火をつける前に、ごみを片づけていた私の袖を引っ張って、自分の反対隣を指さした。

あ、風上。


バッグを抱えてそちらに移動する。

煙草を手で囲って火をつける姿が、いつ見てもかっこいい。

これであんなチャラ…いや、浮ついた格好してたら、もうモテてモテて困っただろうな。


私は当時…小学生か、もしかして。

改めて、7つの差って大きいなと考えていると、声がした。



「いく!」



私と健吾くんは、同時に同方向に顔を向けた。

女の人がひとり、バーベキューの群れから離れて、こちらに手を振っている。


…私じゃない。

てことは。

健吾くんは目を見開いて、くわえていた煙草を指に挟んだ。



「あおい」



あれ…。

これ、どういう事態?


女の人に手招きされて、健吾くんが一度私を振り返ってから、腰を上げた。

でもそれより先に、向こうがこちらにやってきた。



「やっぱりいくかあ、見覚えある奴いるなと思ったのよね」



飾り気のない白いTシャツとジーンズだけど、抜群のスタイルが、むしろそんな恰好を贅沢に見せている、きれいな人。

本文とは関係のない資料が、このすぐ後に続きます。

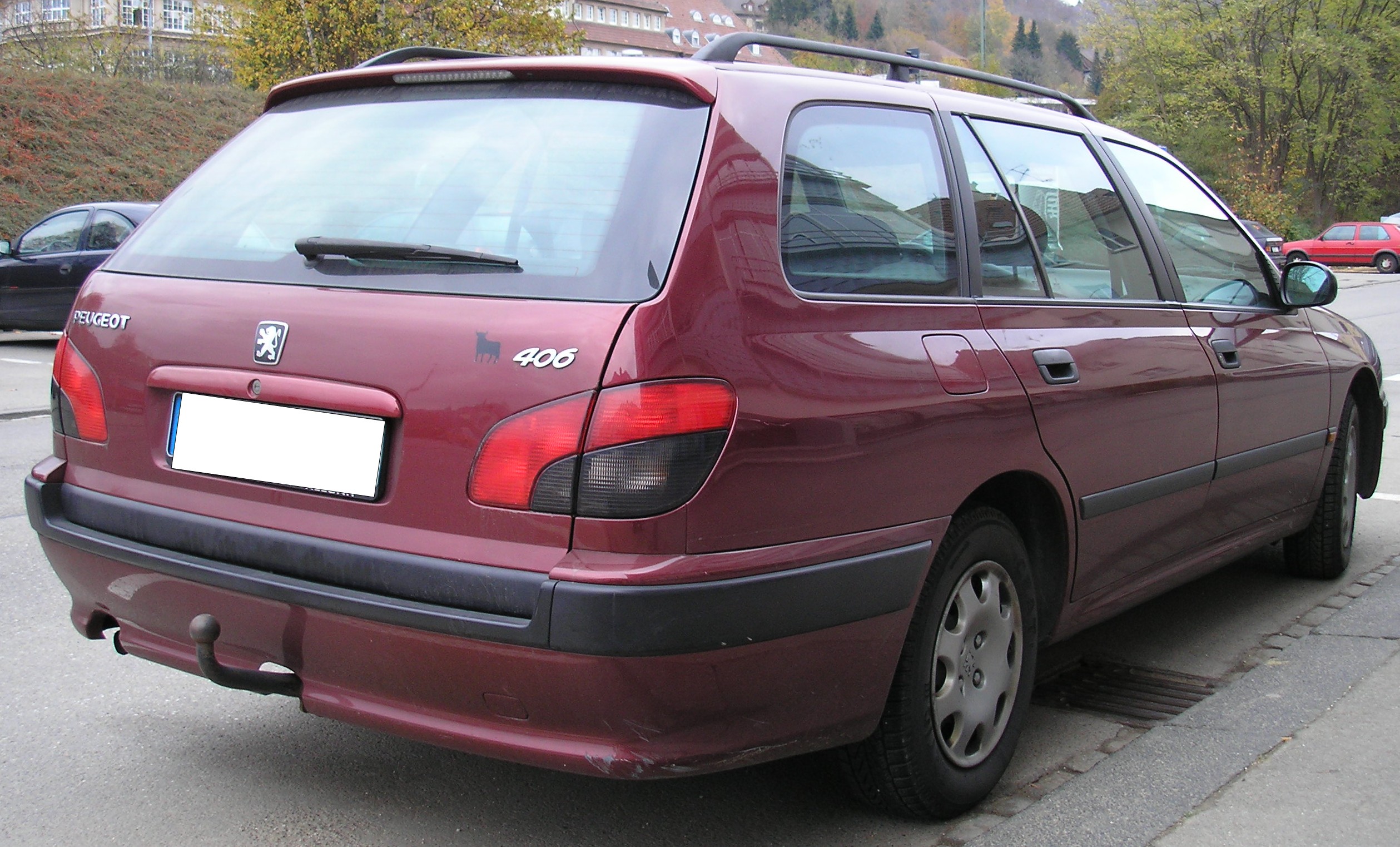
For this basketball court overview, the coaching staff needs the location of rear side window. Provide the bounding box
[1109,141,1273,306]
[971,119,1158,300]
[16,210,87,256]
[108,83,708,301]
[781,106,959,297]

少し明るくした髪は顎の下までのボブで、さらさら揺れている。

健吾くんがまぶしそうに目をすがめて、そんな彼女を迎えた。
「よく見つけたな」

「いくは遠目にもわかるもんね、あっち来ない? 遠藤(えんどう)もいるのよ」

「え、会社のメンツ?」

「ううん、ほら私と彼、大学こっちだからさ、共通の友達多いの」

「へえ」

「…そちらは?」



健吾くんの陰に隠れるようにしてベンチに座ったままだった私を、不思議そうに見る。

私はバッグを抱いて、はっと立ち上がった。

健吾くんが、元気づけるようにそっと背中に手を置いてくれる。



「あ、この子は」

「あれ、まさか彼女かと思ったんだけど」



答えるより先に、"あおい"さんが苦笑いして続けた。



「違ったね、ごめんごめん。私、生島くんの同僚の青井美菜(みな)っていいます、こんにちは」

「あ、古浦郁実です、…こんにちは」

「なに繋がり? 地元とか?」



全然悪気がある感じじゃない。

むしろ、乱入してごめんねって空気も感じる。

なんだ、"あおい"って、苗字か、なんてほっとしつつ、私はとっさにうなずいた。



「はい、そんな感じです」



健吾くんが私を見る。


だって、仕方ないじゃない。

この状況でほかに答えよう、ないじゃない。

別に嘘ついてないし。


健吾くんがなにか言いだす前に話を繋ごうとしたら、青井さんの後ろから、「よお」と陽気に手を振りながら男の人が近づいてきた。



「遠藤、この子、いくのお友達だって、郁実ちゃん」

「なんだよめっちゃかわいいじゃん、遠藤です、どうも」



日に焼けた顔に短髪の遠藤さんが、にこっと笑いかけてくれる。

続いて健吾くんを肘で小突くと、にやっとした。



「お前、うらやましいなあ」

「変なことするんじゃないのよ、こんなかわいらしい子から見たら、あんたたちなんかおっさんなんだから」

「おっさんとか言うな」
青井さんとそう言って笑い合う。

健吾くんが、私と彼らの板挟みでなにも言えず、困っているのがわかった。


私はきっと、これから幾度となく直面する、こういう場面に慣れないといけないんだろうと思った。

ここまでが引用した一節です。